Out of Doors
About this Piece
The year 1905 proved crucial for Béla Bartók, for that was when he and his friend and fellow Hungarian Zoltán Kodály became interested in their native folk music. On countless field trips into the countryside, the young composers collected and codified thousands of folk songs, enriching their country’s culture and, immeasurably, their own art. Nothing they wrote once the folk elements touched their lives was untouched by components that they were uncovering: irregular rhythms, unusual scale combinations and modes, severely simple melodies whose rise and fall stemmed from speech patterns, and passionate temperament. In addition to these characteristics, Bartók developed a driving, often barbaric element in his music including biting, clenched dissonances, and in contrast, wondrously provocative calms.
In his piano music, the Bartók mix was served through a keyboard style that counted percussiveness as its chief component. Beginning with his solo piece the Allegro barbaro (1911) and extending to his later works, the composer took a literal view of the keyboard as percussion instrument. Not surprisingly, the composer’s own performances of his knotty music met with formidable public resistance. The year 1926 was a high-water mark for his piano compositions, which included the Sonata, Nine Little Piano Pieces, the First Piano Concerto, and Out of Doors.

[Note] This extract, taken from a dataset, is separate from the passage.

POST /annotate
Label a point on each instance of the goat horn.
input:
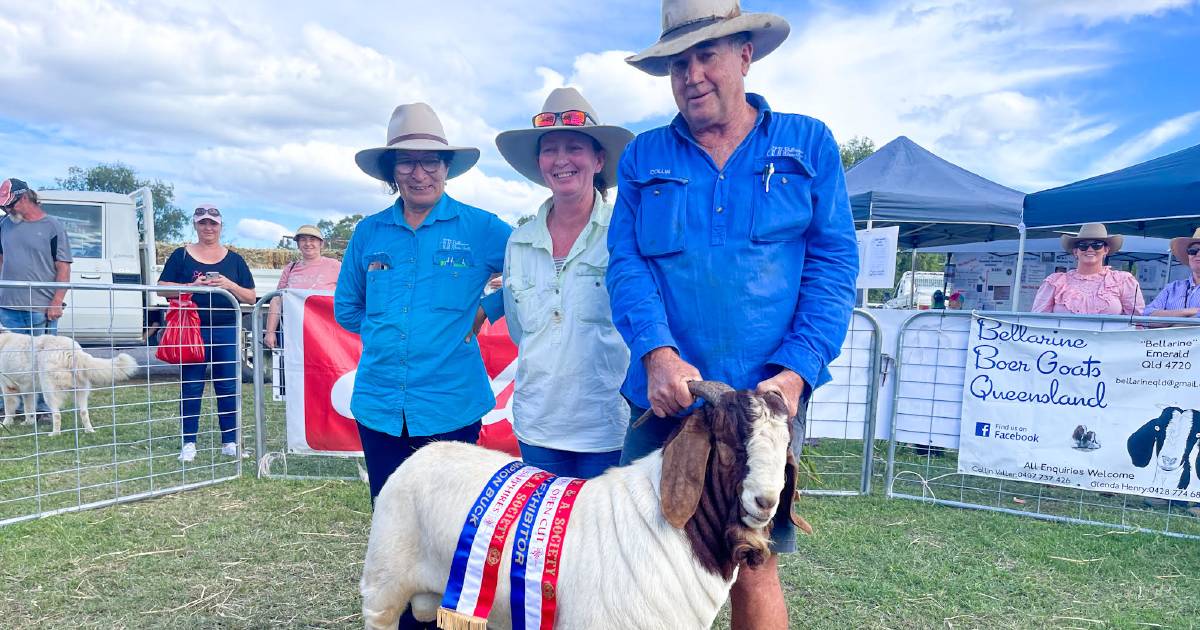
(709, 390)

Out of Doors, given its name apparently because the titles of the pieces allude to pastoral settings, represents Bartók at his most uncompromising, which is to say at his most percussive, dissonant, demonic, and pianistically demanding. (The composer performed several of the pieces of the set publicly, but not all at one time.)
The first, With Drums and Pipes, begins with the steady beating by both hands of a note cluster (D-E, F-G-flat) in the low bass. The beating, with either one hand or both, continues throughout the brief piece, with short modally inflected, semi-melodic interjections. Toward the end, the drumbeats build mightily until a single octave is held long enough for the sound to all but dissipate under which a final drumbeat, on the very lowest two notes of the keyboard, takes its last lick.

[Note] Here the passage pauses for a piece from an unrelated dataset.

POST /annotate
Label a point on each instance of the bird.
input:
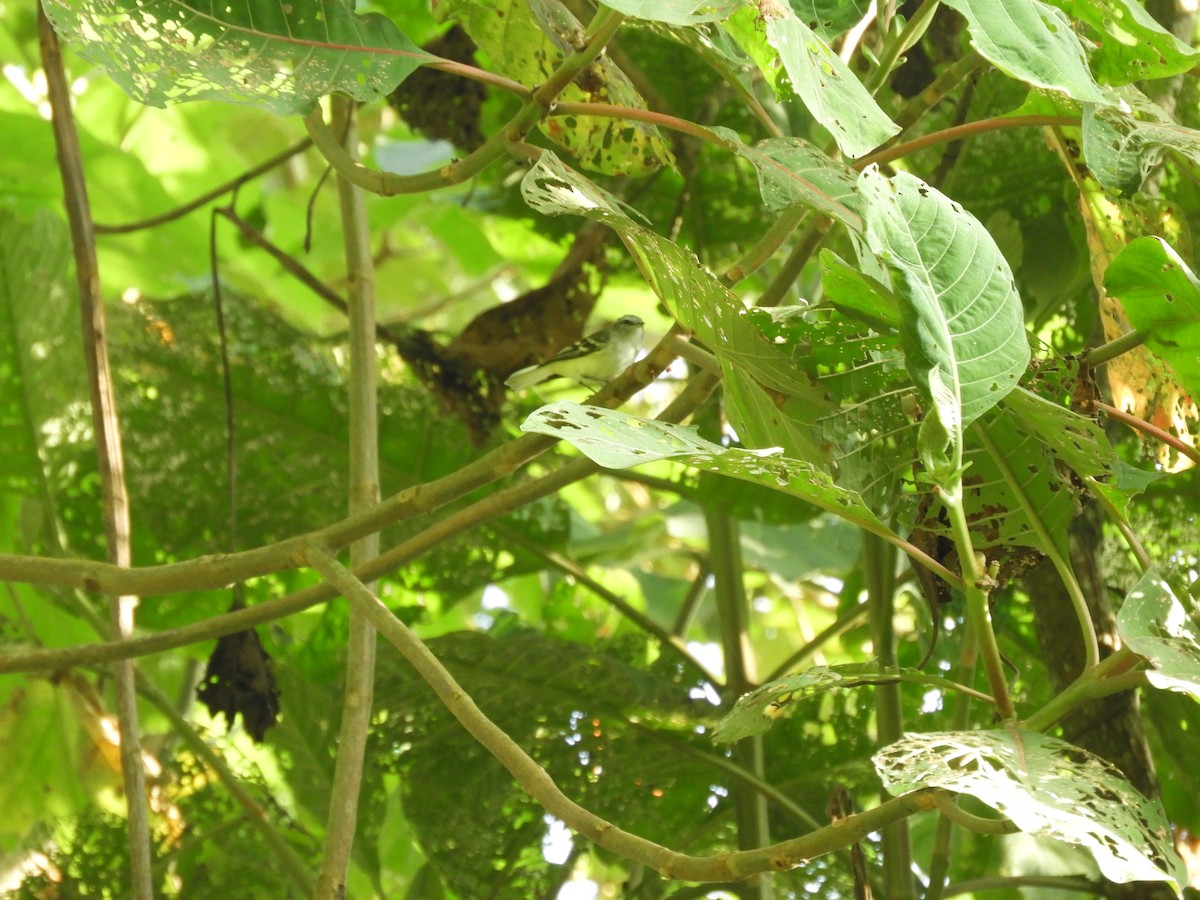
(599, 357)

Barcarolla has a constantly moving accompaniment typical of the boat-song genre. Repeated in various configurations, the water-simulating figures undulate under a folk-like melody set in frequently changing meters. The boat ride, not without some mysterious context, ends quietly.
Musettes is one of many examples of Bartók’s predilection for the bagpipe, specifically, a small French version of the instrument that was popular in 17th- and 18th-century aristocratic circles. Bartók encountered the bagpipe on his folk music expeditions and emulated it in several pieces. Musettes is filled with the sounds of the bagpipe—the fifths in the bass, the sound of air filling the instrument, the grace-note tremolos, the peasant melodies.

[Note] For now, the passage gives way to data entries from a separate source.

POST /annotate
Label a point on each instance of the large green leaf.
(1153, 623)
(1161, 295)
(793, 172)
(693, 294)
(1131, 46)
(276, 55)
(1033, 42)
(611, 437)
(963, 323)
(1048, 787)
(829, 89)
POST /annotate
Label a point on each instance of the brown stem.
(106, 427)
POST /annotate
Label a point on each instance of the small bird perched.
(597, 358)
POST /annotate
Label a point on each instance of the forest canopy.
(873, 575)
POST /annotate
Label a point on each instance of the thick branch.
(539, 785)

The Night’s Music turns the light on one of Bartók’s most distinctive additions to musical literature, the delineation, in an atmospheric, almost expressionist manner, of the sounds of nocturnal creatures. The piece is notated on three staves so that the performer may best understand the importance of each resonating strand of the music. In this case, the device of a tone cluster (E-sharp to A) that is sounded throughout has a hypnotic effect that contributes to the myriad sounds that are set in motion.
The Chase is expectedly very fast and often very loud, and repeatedly returns to two- or three-note textures, one of them being a five-note ostinato played in the bass (not always with the same notes). At the quick tempo of this chase, the five notes, always starting with a large descending skip, are extremely difficult to negotiate. But since their purpose is to create a whirlwind blur of sound, the pianist is off the hook in terms of clarity. The ending is enigmatic in that it occurs unexpectedly. Was the chased caught? Did the chaser just give up?